O poeta uruguaio já contava quase seis décadas quando redigiu este poema: não estava, decerto, no “centro” de sua vida, mas já algo para mais, quando a morte encena os seus primeiros exercícios, em companhia das Parcas. Mas bem percebe o ente lírico os efeitos do avanço dos anos, num momento em que se combinam “convicções coloridas” a uma “dor” que se amplifica gradativamente.

Contudo, não quer ele nem pensar em morte, pois esta lhe parece estar muito distante do “centro”, do “núcleo capital” de sua vida, ainda bastante permeada por chuva e terra, ou, como se diria, teluricamente impregnada pelo chão calcado aos pés.

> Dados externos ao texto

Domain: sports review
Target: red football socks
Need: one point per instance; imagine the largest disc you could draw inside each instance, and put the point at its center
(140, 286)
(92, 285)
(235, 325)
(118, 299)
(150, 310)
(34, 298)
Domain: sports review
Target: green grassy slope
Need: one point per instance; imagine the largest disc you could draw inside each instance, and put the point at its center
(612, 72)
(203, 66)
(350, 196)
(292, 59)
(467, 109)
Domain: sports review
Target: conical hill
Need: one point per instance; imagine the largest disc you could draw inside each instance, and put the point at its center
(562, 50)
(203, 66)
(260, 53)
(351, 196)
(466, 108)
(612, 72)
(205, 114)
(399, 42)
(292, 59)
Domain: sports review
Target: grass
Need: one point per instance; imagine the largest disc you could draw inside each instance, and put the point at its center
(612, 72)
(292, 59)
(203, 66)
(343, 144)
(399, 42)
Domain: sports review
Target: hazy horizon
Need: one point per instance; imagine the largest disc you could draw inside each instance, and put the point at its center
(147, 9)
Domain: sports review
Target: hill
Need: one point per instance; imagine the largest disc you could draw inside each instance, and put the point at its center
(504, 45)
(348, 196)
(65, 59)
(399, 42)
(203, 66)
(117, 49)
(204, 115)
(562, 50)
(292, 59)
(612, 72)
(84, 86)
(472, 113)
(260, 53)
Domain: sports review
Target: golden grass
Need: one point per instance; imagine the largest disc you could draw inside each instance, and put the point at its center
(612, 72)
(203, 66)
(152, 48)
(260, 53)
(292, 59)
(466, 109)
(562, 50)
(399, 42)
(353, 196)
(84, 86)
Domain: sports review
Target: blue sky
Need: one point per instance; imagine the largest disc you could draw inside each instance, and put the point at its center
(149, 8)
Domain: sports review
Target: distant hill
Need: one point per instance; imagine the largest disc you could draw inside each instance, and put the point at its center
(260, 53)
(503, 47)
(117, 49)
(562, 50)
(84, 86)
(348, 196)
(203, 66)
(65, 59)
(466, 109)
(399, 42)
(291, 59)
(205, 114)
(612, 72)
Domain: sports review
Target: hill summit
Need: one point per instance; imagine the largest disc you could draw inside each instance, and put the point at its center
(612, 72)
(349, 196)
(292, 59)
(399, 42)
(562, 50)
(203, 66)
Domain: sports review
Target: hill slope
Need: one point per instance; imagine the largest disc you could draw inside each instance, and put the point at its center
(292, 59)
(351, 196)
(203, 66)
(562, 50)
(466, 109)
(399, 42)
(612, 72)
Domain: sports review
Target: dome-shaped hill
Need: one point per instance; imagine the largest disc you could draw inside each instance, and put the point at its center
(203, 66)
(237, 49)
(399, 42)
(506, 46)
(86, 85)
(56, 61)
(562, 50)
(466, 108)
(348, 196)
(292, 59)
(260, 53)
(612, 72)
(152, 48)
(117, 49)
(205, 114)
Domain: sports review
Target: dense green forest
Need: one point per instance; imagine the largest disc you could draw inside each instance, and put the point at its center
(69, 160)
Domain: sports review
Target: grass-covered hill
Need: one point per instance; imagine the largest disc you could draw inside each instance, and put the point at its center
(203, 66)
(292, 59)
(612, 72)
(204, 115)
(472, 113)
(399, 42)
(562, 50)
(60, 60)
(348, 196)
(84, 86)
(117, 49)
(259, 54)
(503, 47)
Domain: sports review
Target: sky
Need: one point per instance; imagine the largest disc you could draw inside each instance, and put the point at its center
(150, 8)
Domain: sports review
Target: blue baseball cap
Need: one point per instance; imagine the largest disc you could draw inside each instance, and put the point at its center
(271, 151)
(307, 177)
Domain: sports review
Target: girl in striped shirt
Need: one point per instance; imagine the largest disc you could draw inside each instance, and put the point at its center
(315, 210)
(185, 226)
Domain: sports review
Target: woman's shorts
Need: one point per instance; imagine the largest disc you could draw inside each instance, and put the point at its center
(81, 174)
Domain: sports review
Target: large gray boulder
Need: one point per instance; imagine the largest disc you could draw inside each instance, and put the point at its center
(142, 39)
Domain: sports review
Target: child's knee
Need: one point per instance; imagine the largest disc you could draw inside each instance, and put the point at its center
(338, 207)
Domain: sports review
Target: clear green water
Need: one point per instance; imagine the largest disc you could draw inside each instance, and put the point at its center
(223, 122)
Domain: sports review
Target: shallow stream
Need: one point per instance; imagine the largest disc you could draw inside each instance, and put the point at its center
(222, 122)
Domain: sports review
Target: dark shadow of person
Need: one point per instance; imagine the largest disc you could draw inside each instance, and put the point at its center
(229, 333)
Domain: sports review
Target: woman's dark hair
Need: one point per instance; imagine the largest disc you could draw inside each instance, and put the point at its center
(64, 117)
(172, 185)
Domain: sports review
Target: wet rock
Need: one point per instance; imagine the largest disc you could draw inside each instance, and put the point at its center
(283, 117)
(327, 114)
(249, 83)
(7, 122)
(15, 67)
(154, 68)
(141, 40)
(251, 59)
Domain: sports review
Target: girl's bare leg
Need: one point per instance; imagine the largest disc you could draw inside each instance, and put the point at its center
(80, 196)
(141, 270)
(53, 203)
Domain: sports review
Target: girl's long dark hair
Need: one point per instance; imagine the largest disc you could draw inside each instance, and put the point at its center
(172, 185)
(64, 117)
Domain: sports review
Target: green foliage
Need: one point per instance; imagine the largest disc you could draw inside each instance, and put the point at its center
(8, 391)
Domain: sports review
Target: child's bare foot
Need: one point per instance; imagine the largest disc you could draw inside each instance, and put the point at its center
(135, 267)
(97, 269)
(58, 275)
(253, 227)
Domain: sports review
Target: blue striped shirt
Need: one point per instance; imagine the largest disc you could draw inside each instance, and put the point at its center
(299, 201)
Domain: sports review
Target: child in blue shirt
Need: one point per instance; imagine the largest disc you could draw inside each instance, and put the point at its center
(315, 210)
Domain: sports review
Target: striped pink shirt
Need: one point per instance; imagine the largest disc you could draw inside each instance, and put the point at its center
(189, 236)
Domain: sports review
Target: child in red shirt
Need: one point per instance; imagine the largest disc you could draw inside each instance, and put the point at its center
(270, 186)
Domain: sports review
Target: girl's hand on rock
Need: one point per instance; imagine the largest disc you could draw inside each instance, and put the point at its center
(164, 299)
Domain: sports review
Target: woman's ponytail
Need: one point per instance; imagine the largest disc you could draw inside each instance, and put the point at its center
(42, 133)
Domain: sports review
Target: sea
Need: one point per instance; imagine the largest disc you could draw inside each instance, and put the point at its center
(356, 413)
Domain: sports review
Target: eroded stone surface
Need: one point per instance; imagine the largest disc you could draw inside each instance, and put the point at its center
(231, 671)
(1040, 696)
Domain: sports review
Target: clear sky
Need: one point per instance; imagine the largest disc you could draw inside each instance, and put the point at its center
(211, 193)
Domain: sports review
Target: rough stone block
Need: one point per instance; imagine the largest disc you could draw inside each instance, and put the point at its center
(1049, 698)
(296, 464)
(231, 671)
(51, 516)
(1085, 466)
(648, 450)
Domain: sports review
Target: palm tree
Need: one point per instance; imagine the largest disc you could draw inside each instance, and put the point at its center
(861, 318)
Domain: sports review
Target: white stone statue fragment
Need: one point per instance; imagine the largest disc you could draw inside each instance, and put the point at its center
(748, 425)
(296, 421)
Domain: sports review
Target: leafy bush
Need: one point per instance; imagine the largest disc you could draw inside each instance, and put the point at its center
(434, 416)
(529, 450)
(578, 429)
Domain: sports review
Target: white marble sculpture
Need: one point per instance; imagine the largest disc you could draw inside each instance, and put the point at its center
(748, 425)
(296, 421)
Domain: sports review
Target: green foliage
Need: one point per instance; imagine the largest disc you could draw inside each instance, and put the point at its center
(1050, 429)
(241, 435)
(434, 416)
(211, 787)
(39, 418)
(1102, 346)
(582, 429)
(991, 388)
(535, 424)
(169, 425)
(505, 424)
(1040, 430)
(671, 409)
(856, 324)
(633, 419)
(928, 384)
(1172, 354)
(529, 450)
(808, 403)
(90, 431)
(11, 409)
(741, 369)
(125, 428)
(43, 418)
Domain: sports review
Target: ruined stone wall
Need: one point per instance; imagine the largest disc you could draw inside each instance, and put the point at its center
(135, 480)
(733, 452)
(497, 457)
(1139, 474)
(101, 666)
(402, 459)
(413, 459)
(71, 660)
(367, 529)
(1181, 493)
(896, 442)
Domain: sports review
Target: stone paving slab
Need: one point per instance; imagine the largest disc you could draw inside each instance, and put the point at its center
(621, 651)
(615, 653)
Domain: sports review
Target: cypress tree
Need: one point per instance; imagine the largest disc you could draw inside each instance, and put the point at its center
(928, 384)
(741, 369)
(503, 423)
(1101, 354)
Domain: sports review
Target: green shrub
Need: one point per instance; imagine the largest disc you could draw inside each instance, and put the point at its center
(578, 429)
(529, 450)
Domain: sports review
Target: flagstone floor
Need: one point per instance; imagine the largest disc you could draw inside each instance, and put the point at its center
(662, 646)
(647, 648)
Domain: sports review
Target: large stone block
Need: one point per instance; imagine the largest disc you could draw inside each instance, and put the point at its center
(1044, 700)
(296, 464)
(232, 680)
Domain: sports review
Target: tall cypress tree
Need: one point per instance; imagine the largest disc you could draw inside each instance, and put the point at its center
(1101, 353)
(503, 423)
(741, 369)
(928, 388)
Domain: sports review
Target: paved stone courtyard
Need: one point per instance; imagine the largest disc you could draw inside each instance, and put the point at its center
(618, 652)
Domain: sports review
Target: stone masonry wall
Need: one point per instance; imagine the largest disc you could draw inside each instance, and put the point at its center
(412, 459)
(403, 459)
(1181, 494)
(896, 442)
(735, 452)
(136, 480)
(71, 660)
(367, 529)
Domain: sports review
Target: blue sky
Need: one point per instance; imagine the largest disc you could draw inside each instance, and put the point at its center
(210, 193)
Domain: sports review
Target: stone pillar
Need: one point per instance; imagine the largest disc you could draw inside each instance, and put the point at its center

Ao fim, o poeta nos afirma – como se disse – jamais estar no “centro” de sua vida, e tudo quanto se atesta no poema teria sido enunciado por uma terceira mirada: heteronomia “poeta x ente lírico”?! Ou seria uma alusão ao fato de que, quer queira quer não, o poeta, à altura da redação do poema, já havia passado da meia-idade, caso a consideremos como o interregno que se protrai, estimativamente, entre os 35 e os 55 anos de idade?! Ou ainda, Benedetti se percebe como uma pessoa que não detém completo controle ou domínio sobre o que se passa em sua vida?! O que pensa você, internauta?...

J.A.R. – H.C.

 

Mario Benedetti

(1920-2009)

 

Suburbia

 

En el centro de mi vida

en el núcleo capital de mi vida

hay una fuente luminosa un surtidor

que alza convicciones de colores

y es lindo contemplarlas y seguirlas

 

en el centro de mi vida

en el núcleo capital de mi vida

hay un dolor que palmo a palmo

va ganando su tiempo

y es útil aprender su huella firme

 

en el centro de mi vida

en el núcleo capital de mi vida

la muerte queda lejos

la calma tiene olor a lluvia

la lluvia tiene olor a tierra

 

esto me lo contaron porque yo

nunca estoy en el centro de mi vida.

 

En: “Cotidianas” (1979)

 

Subúrbia

(Maja Đokić Mihajlović: pintora sérvia)

 

Subúrbia

 

No centro da minha vida

no núcleo capital da minha vida

há uma fonte luminosa um chafariz

que levanta convicções coloridas

e é lindo contemplá-las e segui-las

 

no centro da minha vida

no núcleo capital da minha vida

há uma dor que palmo a palmo

vai ganhando seu tempo

e é útil aprender sua marca firme

 

no centro da minha vida

no núcleo capital da minha vida

a morte fica longe

a calma tem cheiro de chuva

a chuva tem cheiro de terra

 

isto me contaram porque eu

nunca estou no centro da minha vida

 

Em: “Cotidianas” (1979)


Referência:

BENEDETTI, Mario. Suburbia / Subúrbia. Tradução de Julio Luís Gehlen. In: __________. Antologia poética. Edição bilíngue. Seleção, tradução e apresentação de Julio Luís Gehlen. Ilustrações de Luiz Trimano. Rio de Janeiro, RJ: Record, 1988. Em espanhol: p. 130; em português: p. 131.